9 de setembro de 2011


A visão bairrista de Belo Monte

Parece-me muito estranho que articulistas de renome e alto prestígio intelectual, membros do ministério público, e outros, que primam pelo dizer politicamente correto, abordem a questão das usinas hidroelétricas no Pará de forma bairrista, provinciana e pequeno-burguesa, embora encoberta sob diversos disfarces. O preconceito, e às vezes o ressentimento, transparecem nas entrelinhas de discursos bem estruturados e, às vezes, até elegantes.
Seria de se esperar dessas inteligências brilhantes um tratamento mais isento, mais humanista e mais globalizado. Afinal esta é a nossa era. Vivemos em um mundo integrado pelas telecomunicações e pela Internet, pelos transportes rápidos e constantes. Na época do mercantilismo, em que a visão dos governantes era exclusivamente a de seus próprios interesses, até que os remanescentes de uma esquadra enviada às Índias retornassem à metrópole, passavam-se vários anos. As notícias trazidas geravam novas decisões, talvez a de armar nova frota e, até que tudo fosse realizado, outros tantos anos decorreriam. Hoje, tudo transcorre em questões de minutos, segundo, quando as decisões são tomadas pelos próprios computadores, que o fazem segundo regras pré-estabelecidas. A visão predominante começa a se voltar para o interesse geral. E tudo isto em escala mundial.

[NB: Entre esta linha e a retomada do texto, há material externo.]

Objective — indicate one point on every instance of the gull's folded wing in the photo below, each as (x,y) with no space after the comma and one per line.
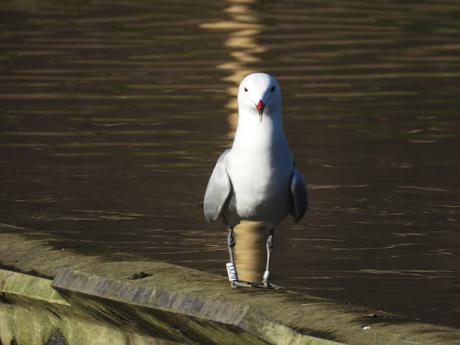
(299,195)
(217,191)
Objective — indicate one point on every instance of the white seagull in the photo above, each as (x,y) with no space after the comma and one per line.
(256,179)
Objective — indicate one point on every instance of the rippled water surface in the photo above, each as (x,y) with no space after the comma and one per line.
(112,114)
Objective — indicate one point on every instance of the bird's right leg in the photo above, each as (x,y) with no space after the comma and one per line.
(231,266)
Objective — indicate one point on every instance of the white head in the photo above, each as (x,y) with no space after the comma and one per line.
(259,94)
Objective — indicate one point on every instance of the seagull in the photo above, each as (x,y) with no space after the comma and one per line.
(256,179)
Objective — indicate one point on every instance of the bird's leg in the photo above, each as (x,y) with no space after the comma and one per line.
(265,279)
(231,266)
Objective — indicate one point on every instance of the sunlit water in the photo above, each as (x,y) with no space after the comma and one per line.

Uma decisão que se toma hoje em Brasília a respeito da construção de hidroelétricas no Xingu, Madeira ou Tapajós, afeta a vida de muitos milhões de pessoas, não somente na Amazônia, no Brasil, mas em todo o globo terrestre. Quando o governo chinês decide abrir uma nova mina de carvão para alimentar termoelétricas que vão abastece suas indústrias carentes de energia, todos nós seremos afetados. Receberemos o impacto dos produtos que nos chegarão por preços reduzidos e sofreremos o aumento da ameaça do aquecimento global. A decisão foi chinesa, mas o impacto é mundial.
O mesmo ocorre quando o Brasil se prepara para suprir de energia nossas residências que se constroem em números crescentes, iluminar nossas vias públicas que crescem com os novos bairros, abastecer nossas indústrias que ainda se ressentem dos apagões do último período de FHC. Acho que estão esquecendo ou não querem lembrar o que aconteceu. Uma seca prolongada no Sudeste esgotou as barragens, principalmente as das hidroelétricas do sistema Furnas. Quando o desabastecimento se propagou, grande parte de nosso país ficou às escuras. Acho, também, que querem ou fingem esquecer os apagões e racionamentos que havia no Pará antes da entrada em funcionamento da usina de Tucuruí.
Essa escassez e esses apagões eram e continuam sendo supridos por termoelétricas que se implantaram generalizadamente por tudo o país, que ainda depende delas, e pela calha Norte do rio Amazonas, ainda não abastecida por linhão de Tucuruí. Como todos sabemos, essas usinas contribuem fortemente para o efeito estufa, afetando, não apenas a nós, amazônidas, mas a toda Humanidade.
O governo federal lança a campanha da erradicação da miséria. Quando as pessoas se elevam da miséria para a simples pobreza, começam a consumir, a demandar coisas cuja produção requer energia, e ajudam a elevar os pobres para a classe média que, por sua vez, demandará cada vez mais produtos que requerem mais energia. Como retirar as pessoas da miséria e da pobreza sem energia? Esta é a pergunta que tentam não responder, ou para a qual oferecem alternativas impraticáveis ou poluentes.
Estamos diante de um problema nacional com implicações mundiais. Este problema não pode ser encarado com postura sectária, provincial, ressentida e pequeno-burguesa. Temos que ter visão estratégica de alcance universal. E assim temos que agir.